Speaking of the late Captain Howard, he's the big plot driver this time around. Seems he's been framed by the evil cartel from the last film, angering his devoted US Marshall daughter (Rhea Seehorn) who doesn't want to believe it. In reality, he was secretly investigating corruption inside his department. It turns out the only way to clear his name is for the Boys to go on the run, team-up with Mike's son and cartel killer Armando (Jacob Scipio) and trash half of Florida.

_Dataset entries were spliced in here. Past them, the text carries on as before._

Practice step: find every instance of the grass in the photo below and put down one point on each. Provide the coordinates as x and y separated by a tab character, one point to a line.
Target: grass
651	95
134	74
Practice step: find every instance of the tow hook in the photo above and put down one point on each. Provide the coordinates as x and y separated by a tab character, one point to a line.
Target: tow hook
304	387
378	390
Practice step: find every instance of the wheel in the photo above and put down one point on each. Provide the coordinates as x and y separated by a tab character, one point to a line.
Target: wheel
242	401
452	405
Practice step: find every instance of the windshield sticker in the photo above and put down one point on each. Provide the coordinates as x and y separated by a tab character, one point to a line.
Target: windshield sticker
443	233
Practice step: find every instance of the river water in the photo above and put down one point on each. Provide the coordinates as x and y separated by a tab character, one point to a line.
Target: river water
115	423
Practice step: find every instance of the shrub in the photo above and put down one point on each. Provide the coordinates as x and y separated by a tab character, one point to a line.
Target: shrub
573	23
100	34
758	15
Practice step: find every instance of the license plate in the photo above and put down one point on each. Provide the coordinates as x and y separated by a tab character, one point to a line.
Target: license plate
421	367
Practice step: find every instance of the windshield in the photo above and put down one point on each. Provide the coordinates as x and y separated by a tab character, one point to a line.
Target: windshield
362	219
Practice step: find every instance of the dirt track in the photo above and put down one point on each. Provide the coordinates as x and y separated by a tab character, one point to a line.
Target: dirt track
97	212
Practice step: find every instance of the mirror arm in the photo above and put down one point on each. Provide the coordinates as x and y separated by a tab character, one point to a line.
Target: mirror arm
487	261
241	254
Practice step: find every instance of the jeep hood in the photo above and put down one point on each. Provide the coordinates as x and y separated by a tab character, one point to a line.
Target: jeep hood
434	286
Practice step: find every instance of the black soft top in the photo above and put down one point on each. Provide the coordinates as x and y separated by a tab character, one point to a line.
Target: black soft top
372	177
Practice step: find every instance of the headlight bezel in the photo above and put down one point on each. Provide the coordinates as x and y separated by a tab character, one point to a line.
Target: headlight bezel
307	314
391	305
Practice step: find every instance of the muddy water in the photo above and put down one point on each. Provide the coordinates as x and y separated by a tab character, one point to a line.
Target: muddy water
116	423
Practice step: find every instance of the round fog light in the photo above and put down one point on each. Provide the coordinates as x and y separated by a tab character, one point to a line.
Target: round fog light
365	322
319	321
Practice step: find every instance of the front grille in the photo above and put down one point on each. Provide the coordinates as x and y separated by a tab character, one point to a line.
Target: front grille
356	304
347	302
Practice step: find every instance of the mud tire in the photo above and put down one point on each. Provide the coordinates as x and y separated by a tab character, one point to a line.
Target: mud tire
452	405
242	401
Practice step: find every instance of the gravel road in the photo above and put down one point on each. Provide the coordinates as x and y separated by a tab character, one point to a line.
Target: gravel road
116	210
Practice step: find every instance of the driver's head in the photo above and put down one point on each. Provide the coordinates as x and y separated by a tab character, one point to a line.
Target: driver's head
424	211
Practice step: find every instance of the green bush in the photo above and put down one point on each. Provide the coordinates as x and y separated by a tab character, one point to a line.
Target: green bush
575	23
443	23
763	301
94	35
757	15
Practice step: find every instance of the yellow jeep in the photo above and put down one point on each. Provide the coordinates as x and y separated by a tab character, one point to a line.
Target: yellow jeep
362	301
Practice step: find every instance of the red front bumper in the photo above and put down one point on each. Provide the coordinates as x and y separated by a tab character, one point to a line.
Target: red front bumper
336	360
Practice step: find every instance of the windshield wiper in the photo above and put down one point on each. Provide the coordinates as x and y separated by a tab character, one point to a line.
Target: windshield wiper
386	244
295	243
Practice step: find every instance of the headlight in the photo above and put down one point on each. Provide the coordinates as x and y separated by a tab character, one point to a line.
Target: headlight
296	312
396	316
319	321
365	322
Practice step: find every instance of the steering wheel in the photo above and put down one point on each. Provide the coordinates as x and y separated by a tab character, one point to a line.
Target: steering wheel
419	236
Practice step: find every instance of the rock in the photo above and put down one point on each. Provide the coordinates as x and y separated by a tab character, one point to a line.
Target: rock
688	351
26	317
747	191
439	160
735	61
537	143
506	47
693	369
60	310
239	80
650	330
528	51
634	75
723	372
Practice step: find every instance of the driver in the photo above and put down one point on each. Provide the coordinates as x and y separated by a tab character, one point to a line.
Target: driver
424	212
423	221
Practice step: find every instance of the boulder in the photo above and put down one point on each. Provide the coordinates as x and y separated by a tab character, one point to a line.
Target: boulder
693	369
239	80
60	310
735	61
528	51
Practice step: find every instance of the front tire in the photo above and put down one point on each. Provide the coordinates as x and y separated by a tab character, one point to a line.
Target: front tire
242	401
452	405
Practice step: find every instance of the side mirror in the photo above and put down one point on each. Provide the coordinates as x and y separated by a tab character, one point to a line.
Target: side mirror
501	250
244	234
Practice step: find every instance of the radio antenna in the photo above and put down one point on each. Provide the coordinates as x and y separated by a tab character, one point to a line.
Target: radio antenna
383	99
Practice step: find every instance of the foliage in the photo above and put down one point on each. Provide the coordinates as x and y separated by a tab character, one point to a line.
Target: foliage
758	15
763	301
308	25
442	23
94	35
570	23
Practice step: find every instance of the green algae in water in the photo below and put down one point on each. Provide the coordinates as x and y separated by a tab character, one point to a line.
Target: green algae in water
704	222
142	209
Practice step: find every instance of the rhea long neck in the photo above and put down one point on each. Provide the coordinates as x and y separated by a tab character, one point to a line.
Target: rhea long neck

Returning directors Adil & Bilall (they took over the franchise from Michael Bay with Bad Boys For Life, maintaining his hyperbolic style in a near-seamless fashion) know that too much is never enough when you're dealing with the Bad Boys. It's probably not humanly possible for someone to enjoy everything going on here, but with so much going on you're bound to find something you like.

Probably not the comedy though, which rarely gets above painful until the second half and even then relies an awful lot on the goodwill Lawrence and Smith bring to their characters. And while it's tempting to consider this a last chance for Smith to redeem himself after his Oscar antics, his laying low since then has largely done the hard work for him - and here he's often surprisingly subdued, while Lawrence takes full advantage of Marcus's fearlessness to crank things up.

And making some noise is probably a good idea, because this is so over-stuffed (old characters are back! New characters are important! The action is dizzying!) eventually it starts to take on the relentless feel of the engine drone from one of the often-present helicopters - but like a trip on one of those copters, it's always a wild ride.

The big crowd-pleasing twist here is that Marcus' son-in-law Reggie (played by Dennis McDonald), who's been a one-minor-note-joke since Bad Boys II, finally gets to take out some trash on his own. If Mike and Marcus are getting too old to be boys, at least the next generation now get to be (equally lethal) men.